Starmer’s Chagos Conundrum
7 February 2025
| by Field Team
The Government is set on handing the Islands to Mauritius, but will the high cost of maintaining a military base on Diego Garcia hurt Starmer at home?
Britain’s latest diplomatic acrobatics over the Chagos Islands archipelago read like the final act of a colonial farce - one part restorative justice, one part strategic backflip, and a dash of absurdity for good measure. The Government has been working to close a deal which will hand over nearly all of the disputed territory to Mauritius while keeping Diego Garcia - home to a crucial U.S. military base - on a 99-year lease. The new Labour government took over the reins after the previous Tory administration got the deal close to the line.

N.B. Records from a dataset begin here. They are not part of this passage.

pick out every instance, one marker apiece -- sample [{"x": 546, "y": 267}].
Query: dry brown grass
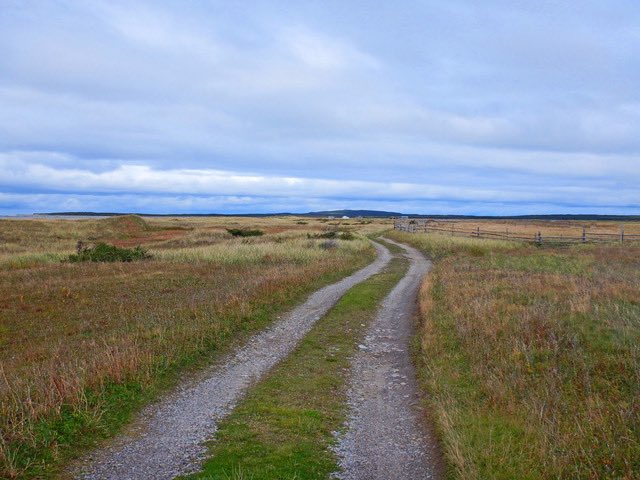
[
  {"x": 529, "y": 228},
  {"x": 532, "y": 358},
  {"x": 69, "y": 332}
]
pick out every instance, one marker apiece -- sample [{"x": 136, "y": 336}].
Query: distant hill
[{"x": 368, "y": 213}]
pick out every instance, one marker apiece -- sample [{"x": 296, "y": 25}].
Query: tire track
[
  {"x": 386, "y": 436},
  {"x": 167, "y": 439}
]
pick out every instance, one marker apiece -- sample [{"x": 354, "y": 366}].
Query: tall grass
[
  {"x": 531, "y": 358},
  {"x": 82, "y": 345},
  {"x": 244, "y": 251}
]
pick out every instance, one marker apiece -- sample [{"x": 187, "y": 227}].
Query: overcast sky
[{"x": 457, "y": 106}]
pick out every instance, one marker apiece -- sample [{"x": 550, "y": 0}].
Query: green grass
[
  {"x": 283, "y": 429},
  {"x": 100, "y": 412},
  {"x": 531, "y": 359}
]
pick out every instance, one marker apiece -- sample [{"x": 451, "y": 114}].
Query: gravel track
[
  {"x": 386, "y": 436},
  {"x": 167, "y": 438}
]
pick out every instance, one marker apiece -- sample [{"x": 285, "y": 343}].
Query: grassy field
[
  {"x": 531, "y": 357},
  {"x": 284, "y": 428},
  {"x": 528, "y": 228},
  {"x": 82, "y": 345}
]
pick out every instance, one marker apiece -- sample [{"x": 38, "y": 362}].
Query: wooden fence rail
[{"x": 415, "y": 226}]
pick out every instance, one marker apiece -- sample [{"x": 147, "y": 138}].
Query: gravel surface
[
  {"x": 386, "y": 436},
  {"x": 167, "y": 439}
]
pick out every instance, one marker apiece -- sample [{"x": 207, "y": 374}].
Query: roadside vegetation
[
  {"x": 286, "y": 424},
  {"x": 85, "y": 344},
  {"x": 531, "y": 357}
]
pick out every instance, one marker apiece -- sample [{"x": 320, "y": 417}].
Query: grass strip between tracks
[{"x": 283, "y": 428}]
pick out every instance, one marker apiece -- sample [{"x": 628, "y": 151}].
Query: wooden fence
[{"x": 425, "y": 226}]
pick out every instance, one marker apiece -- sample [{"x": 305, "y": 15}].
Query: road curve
[
  {"x": 167, "y": 439},
  {"x": 385, "y": 434}
]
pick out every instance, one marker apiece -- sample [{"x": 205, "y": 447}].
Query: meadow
[
  {"x": 530, "y": 356},
  {"x": 84, "y": 345}
]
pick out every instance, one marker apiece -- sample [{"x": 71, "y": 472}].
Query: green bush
[
  {"x": 238, "y": 232},
  {"x": 103, "y": 252}
]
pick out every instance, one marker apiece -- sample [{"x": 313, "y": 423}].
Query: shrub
[
  {"x": 239, "y": 232},
  {"x": 103, "y": 252},
  {"x": 329, "y": 244}
]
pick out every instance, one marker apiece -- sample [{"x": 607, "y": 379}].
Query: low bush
[
  {"x": 240, "y": 232},
  {"x": 103, "y": 252}
]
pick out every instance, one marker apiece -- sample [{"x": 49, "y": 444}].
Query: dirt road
[
  {"x": 386, "y": 437},
  {"x": 167, "y": 439}
]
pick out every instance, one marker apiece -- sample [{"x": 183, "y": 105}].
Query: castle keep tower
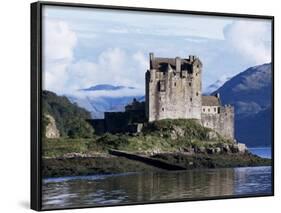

Under the deal, Britain is expected to shell out a reported £90 million per year in rent (and possibly much more when inflation and front-loading is factored in) to keep the U.S. military base operational on the atoll - a price tag which is raising eyebrows at a time when the Government has alienated pensioners, farmers, business leaders and a whole host of other groups with policies aimed at shoring up the public finances. Opposition parties smell blood over a deal seen as symbolic of a government happy to see Britain’s role in the world shrinking. Will the charge stick?
It’s certainly true the Islands have been subject to an advisory ruling from the International Court of Justice which recommends they be handed to Mauritius, and it’s clear Starmer, with his background as an international human rights lawyer, takes this seriously. In an ideal world, so would the leaders of every nation. Unfortunately, such institutions are often disregarded by both allies and adversaries - the US’s recent sanctions on the International Criminal Court being a prime example.
The noise is coming most notably Nigel Farage’s Reform who - of course - argue everything was better in the past when Britain was indisputably a giant world power after WWII. Farage says Britain has been taken for a ride by Mauritius, with costs seemingly escalating, and warns the move will anger Donald Trump just as he is threatening most other major economies with tariffs. Even Tory leader Kemi Badenoch has tried to get in on the action, despite Starmer having an obvious defence it was her Tory colleagues who started the whole saga.
In a week Reform has taken the lead with YouGov, it re-focuses minds on the charge Starmer is ‘a lawyer, not a leader’ and someone who – bizarrely given he is Prime Minister and deftly seized control of Corbyn’s Labour back in 2020 – disdains the art of politics, preferring a dull, grey, managerial approach. Time will tell if the public begins to view the Chagos deal as evidence the PM’s critics are right.